The show is fictional, but Stanford University psychologist Philip Zimbardo believes there's a lot of reality to it. In a new e-book, "The Demise of Guys: Why Boys Struggle and What We Can Do About It," written with Nikita Duncan, Zimbardo theorizes that all those hours spent in front of a screen — not just watching porn but playing video games too — is leaving men in the dust socially, unable to relate to women and unable to function in society.

We talked to Zimbardo and Duncan about their research, discoveries and ideas for solutions.

What did you find in your research?

Zimbardo: We found that guys are failing in school and with women, and becoming socially isolated.
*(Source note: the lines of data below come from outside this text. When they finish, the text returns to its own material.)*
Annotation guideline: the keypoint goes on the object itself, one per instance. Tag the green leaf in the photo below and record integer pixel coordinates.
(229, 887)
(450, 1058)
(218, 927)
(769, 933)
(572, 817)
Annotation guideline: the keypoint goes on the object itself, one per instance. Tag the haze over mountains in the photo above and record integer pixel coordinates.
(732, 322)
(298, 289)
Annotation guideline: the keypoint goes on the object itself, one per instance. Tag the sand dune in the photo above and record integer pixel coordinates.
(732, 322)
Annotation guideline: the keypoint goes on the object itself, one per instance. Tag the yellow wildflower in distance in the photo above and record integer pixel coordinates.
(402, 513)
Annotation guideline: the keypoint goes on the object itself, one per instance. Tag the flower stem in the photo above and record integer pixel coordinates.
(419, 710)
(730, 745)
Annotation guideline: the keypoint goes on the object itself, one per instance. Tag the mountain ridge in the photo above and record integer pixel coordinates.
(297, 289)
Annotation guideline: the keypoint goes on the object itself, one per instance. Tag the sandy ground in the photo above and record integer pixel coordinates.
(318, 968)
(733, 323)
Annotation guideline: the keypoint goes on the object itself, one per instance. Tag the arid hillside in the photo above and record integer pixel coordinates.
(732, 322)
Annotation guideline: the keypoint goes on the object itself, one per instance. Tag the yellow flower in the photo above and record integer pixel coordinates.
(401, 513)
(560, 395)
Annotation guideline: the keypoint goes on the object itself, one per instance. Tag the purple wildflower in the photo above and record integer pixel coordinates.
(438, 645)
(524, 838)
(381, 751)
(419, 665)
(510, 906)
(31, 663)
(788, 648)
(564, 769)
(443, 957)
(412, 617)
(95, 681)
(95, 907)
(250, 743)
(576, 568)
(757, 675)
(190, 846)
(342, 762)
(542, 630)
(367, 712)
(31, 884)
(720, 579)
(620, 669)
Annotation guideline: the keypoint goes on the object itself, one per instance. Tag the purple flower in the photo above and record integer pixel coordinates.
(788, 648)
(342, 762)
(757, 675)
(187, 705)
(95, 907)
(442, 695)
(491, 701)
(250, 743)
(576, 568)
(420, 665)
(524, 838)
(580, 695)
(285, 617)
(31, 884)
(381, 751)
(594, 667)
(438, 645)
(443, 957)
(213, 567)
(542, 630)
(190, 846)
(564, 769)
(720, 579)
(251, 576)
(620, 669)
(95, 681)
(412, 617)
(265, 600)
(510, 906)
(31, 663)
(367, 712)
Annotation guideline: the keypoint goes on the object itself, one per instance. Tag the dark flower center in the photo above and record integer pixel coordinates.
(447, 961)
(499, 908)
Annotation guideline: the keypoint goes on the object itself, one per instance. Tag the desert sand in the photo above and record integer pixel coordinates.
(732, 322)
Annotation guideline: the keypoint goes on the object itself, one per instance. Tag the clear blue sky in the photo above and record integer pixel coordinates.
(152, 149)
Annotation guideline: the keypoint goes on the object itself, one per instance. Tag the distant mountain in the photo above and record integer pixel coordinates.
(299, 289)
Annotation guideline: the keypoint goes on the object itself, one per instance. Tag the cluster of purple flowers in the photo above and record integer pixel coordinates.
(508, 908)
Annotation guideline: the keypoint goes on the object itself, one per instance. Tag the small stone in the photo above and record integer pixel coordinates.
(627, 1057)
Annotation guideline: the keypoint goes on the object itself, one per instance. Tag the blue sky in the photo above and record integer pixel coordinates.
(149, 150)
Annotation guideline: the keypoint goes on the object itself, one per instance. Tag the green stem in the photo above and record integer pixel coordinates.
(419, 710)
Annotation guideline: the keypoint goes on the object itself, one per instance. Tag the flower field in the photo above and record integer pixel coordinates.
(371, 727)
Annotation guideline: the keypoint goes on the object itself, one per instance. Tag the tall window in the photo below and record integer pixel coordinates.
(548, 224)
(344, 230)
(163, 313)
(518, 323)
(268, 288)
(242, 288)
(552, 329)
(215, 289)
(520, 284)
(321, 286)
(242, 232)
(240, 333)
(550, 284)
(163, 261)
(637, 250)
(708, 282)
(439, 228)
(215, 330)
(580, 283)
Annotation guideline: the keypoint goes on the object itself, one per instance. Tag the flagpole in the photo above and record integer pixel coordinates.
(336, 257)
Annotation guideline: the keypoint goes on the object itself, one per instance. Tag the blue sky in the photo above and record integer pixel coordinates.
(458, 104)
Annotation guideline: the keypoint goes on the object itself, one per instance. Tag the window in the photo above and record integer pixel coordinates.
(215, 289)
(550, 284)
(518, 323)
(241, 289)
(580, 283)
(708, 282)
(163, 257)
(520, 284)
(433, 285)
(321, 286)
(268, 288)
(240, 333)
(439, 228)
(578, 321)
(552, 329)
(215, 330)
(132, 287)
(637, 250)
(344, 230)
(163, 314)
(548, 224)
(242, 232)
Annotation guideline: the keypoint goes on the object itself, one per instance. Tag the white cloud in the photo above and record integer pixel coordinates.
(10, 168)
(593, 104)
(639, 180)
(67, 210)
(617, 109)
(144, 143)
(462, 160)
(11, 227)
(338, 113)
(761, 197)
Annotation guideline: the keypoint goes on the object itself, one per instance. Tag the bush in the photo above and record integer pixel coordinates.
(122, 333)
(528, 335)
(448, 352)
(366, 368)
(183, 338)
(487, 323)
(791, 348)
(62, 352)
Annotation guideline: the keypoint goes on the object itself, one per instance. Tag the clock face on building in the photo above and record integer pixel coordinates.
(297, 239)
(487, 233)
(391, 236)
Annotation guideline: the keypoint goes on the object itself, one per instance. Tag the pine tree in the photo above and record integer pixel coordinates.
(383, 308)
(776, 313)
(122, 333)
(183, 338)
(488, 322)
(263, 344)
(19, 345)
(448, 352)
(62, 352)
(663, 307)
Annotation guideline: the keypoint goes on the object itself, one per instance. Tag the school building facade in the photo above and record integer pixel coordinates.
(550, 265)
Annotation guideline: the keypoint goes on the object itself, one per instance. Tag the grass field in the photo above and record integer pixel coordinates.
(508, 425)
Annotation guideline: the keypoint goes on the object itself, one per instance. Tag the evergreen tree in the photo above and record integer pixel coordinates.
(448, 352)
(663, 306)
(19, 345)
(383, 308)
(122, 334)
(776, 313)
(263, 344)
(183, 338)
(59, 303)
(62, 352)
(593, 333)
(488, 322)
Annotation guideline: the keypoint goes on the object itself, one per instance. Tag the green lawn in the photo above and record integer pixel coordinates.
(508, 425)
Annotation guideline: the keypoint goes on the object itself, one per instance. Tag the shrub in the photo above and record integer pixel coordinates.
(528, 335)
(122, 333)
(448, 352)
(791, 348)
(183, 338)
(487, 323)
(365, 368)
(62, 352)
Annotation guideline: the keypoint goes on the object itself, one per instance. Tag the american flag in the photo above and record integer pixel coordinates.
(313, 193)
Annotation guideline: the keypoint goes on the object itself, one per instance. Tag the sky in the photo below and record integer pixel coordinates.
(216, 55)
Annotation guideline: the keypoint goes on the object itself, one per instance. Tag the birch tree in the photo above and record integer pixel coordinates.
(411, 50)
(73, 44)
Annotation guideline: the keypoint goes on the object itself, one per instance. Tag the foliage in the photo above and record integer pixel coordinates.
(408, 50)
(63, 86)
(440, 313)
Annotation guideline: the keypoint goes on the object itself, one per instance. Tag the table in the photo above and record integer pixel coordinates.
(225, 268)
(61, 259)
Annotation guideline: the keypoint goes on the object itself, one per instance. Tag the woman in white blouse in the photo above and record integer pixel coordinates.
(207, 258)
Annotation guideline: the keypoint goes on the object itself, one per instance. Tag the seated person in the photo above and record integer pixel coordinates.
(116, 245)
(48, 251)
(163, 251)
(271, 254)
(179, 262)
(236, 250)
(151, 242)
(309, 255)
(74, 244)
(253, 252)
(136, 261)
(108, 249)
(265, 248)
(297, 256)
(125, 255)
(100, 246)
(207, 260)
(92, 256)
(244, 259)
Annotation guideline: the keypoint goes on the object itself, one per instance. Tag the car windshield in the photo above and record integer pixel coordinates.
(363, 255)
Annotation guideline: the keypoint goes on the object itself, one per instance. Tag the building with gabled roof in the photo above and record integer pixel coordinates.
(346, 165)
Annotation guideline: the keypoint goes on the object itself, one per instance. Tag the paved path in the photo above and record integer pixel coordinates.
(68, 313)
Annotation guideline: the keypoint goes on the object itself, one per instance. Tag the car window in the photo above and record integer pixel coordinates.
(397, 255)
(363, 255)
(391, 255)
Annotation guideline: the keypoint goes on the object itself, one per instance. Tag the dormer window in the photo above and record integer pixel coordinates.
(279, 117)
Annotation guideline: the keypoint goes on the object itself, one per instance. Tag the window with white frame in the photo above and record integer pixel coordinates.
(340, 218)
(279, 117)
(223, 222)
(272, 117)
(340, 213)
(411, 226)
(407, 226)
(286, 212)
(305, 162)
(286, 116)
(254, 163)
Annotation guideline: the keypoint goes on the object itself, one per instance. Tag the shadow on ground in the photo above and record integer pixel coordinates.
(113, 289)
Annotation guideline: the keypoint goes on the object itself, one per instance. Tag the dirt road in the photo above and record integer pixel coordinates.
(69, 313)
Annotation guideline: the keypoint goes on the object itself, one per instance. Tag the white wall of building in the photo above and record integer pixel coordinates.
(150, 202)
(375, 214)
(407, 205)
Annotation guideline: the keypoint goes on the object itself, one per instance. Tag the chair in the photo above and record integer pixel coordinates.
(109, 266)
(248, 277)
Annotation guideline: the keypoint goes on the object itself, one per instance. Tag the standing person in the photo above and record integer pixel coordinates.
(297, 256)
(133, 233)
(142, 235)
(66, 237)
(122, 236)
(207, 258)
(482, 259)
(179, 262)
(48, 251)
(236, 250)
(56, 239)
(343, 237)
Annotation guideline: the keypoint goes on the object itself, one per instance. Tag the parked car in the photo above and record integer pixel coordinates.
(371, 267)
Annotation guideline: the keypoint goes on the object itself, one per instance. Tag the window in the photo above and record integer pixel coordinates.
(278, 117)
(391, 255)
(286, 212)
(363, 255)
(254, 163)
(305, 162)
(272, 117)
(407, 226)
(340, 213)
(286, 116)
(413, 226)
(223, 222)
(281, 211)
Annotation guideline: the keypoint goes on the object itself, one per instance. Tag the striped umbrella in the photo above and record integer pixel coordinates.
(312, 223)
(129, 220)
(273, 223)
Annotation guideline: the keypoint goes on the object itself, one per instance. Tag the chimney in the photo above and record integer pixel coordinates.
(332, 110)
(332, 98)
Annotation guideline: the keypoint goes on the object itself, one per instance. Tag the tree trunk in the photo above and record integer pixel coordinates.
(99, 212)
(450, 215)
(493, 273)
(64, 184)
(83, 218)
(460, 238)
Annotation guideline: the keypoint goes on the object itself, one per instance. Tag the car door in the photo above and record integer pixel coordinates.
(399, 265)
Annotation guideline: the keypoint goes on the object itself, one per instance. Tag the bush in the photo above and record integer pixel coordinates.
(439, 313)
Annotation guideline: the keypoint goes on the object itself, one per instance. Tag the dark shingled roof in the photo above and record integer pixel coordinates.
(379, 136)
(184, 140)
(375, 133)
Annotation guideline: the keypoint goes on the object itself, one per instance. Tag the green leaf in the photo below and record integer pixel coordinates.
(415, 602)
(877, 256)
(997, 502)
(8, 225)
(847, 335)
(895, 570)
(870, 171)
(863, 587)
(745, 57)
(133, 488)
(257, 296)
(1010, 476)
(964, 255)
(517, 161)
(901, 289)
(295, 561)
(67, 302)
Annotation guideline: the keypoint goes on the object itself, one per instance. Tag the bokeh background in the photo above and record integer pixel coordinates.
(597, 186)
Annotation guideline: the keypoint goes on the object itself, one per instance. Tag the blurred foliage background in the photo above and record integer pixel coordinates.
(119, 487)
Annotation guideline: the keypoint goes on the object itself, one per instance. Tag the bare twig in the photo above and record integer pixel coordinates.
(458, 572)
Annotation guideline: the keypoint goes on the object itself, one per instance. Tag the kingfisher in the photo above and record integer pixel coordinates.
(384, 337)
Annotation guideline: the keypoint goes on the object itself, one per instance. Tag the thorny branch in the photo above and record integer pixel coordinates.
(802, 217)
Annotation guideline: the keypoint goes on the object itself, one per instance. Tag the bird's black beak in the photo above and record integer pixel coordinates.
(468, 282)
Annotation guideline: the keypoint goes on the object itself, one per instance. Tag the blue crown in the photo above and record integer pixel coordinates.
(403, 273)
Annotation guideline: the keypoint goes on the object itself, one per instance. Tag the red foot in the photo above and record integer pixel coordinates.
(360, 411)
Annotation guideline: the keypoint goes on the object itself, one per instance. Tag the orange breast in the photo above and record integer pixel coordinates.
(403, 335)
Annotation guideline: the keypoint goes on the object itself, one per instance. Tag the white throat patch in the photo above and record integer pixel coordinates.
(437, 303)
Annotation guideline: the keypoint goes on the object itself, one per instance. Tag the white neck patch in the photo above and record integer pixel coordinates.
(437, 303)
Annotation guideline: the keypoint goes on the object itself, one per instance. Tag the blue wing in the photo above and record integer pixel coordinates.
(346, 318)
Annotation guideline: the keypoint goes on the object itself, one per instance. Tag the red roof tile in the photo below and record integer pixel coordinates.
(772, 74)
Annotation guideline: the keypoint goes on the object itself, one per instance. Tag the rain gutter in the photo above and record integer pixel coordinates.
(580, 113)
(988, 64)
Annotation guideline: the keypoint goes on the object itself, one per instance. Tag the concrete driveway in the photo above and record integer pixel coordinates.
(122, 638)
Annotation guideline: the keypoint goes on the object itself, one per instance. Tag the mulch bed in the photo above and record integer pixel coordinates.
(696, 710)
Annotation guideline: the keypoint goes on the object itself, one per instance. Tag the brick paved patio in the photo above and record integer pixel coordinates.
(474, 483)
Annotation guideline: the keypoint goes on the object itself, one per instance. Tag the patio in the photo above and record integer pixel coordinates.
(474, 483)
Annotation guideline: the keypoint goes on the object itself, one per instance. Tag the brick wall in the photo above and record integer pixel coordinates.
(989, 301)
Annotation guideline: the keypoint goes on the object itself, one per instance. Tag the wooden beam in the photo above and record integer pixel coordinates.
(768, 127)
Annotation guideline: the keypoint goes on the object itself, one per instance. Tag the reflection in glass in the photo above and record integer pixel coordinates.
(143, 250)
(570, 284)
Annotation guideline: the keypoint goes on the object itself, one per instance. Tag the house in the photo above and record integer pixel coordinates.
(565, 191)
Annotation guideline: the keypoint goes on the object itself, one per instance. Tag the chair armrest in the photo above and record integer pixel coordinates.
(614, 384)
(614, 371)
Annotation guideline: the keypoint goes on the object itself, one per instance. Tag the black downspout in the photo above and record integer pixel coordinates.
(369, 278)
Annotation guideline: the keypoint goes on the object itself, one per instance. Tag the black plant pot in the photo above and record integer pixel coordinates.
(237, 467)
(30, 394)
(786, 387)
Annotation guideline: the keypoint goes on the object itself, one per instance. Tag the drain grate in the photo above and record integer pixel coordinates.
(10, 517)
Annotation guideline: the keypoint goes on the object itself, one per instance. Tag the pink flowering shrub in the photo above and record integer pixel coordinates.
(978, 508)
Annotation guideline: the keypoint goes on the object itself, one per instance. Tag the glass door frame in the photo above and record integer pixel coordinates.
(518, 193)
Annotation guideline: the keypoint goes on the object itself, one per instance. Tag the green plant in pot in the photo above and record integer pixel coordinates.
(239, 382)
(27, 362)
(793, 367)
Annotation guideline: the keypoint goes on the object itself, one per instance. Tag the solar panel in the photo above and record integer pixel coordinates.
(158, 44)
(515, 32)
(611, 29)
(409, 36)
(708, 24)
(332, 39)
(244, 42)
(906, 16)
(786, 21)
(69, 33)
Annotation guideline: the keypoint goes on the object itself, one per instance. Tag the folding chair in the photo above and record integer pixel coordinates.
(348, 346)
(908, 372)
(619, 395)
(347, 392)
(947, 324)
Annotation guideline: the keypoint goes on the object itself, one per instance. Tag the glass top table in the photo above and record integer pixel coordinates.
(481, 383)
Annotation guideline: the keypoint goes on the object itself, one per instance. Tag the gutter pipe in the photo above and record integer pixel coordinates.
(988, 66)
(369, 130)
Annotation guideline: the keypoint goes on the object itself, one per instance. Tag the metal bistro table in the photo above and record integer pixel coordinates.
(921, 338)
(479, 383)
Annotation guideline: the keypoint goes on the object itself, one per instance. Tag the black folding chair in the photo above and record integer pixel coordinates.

This was based on extensive research, a survey and observations made by parents we know, kids we've talked to, grandparents, even women saying, "I can't find a guy to have a conversation with." We also found that there are growing numbers of boys who are fatherless, which is hugely detrimental for boys.

Duncan: They are looking for something to guide them to show them the way to be a man. Meanwhile, video games show them that they can be the master of the universe. They feel good when they play video games, and there's no risk of social rejection.

You talk about instant gratification in the book, and how porn's delivery of it shapes young men.

Zimbardo: Since there are no limits on porn, kids can be watching. So you have a 12-year-old who has no sexual experience at all, and that's what his view of romance becomes. It doesn't include talking or negotiation, it has no boundaries, not even foreplay — it's a totally alien view of what ordinary sexual relationships are and can be.

Much of the book is focused on fatherlessness and men's relationship with women. Are gay men faring better? What about boys who grow up in lesbian households?

Duncan: This is something that we need research on, and we don't have it. We don't know. Does a kid need two perspectives where they can agree on things and also provide a slightly altered view? We're not sure.

Interestingly, you don't suggest the end of video games or the end of porn. Rather, you suggest that people who make and use those technologies tweak them.

Duncan: There is so much potential for good in video games. Even with porn, it has forced people to start talking about sex, forced parents to recognize their kids as sexual beings, to start talking about it.

Zimbardo: They could redo porn. You could have porn where sexuality is romantic. My thought is developing video games that require a pilot and a copilot sitting side by side, so they have to interact socially as well as technologically.

Do you think it's possible for these changes to be made?

Zimbardo: Solutions are a tall order, although we do have some solutions. Partly we are here to alarm, to say, "Here is a systemic problem; it's not a phase that boys are going through." Fatherlessness is only going to increase, and we have to be aware that our entire culture is now living much of its life on the Internet.

If boys continue to drop out of school at the rate they are, it affects national productivity, national success. Plus, it's creating a new generation of men who are not suitable mates. The lack of general sociability could cause the quality of life in our whole culture to deteriorate. People would rather be in their rooms with their Internet or talking on a cellphone. It's already happening. It may be too late.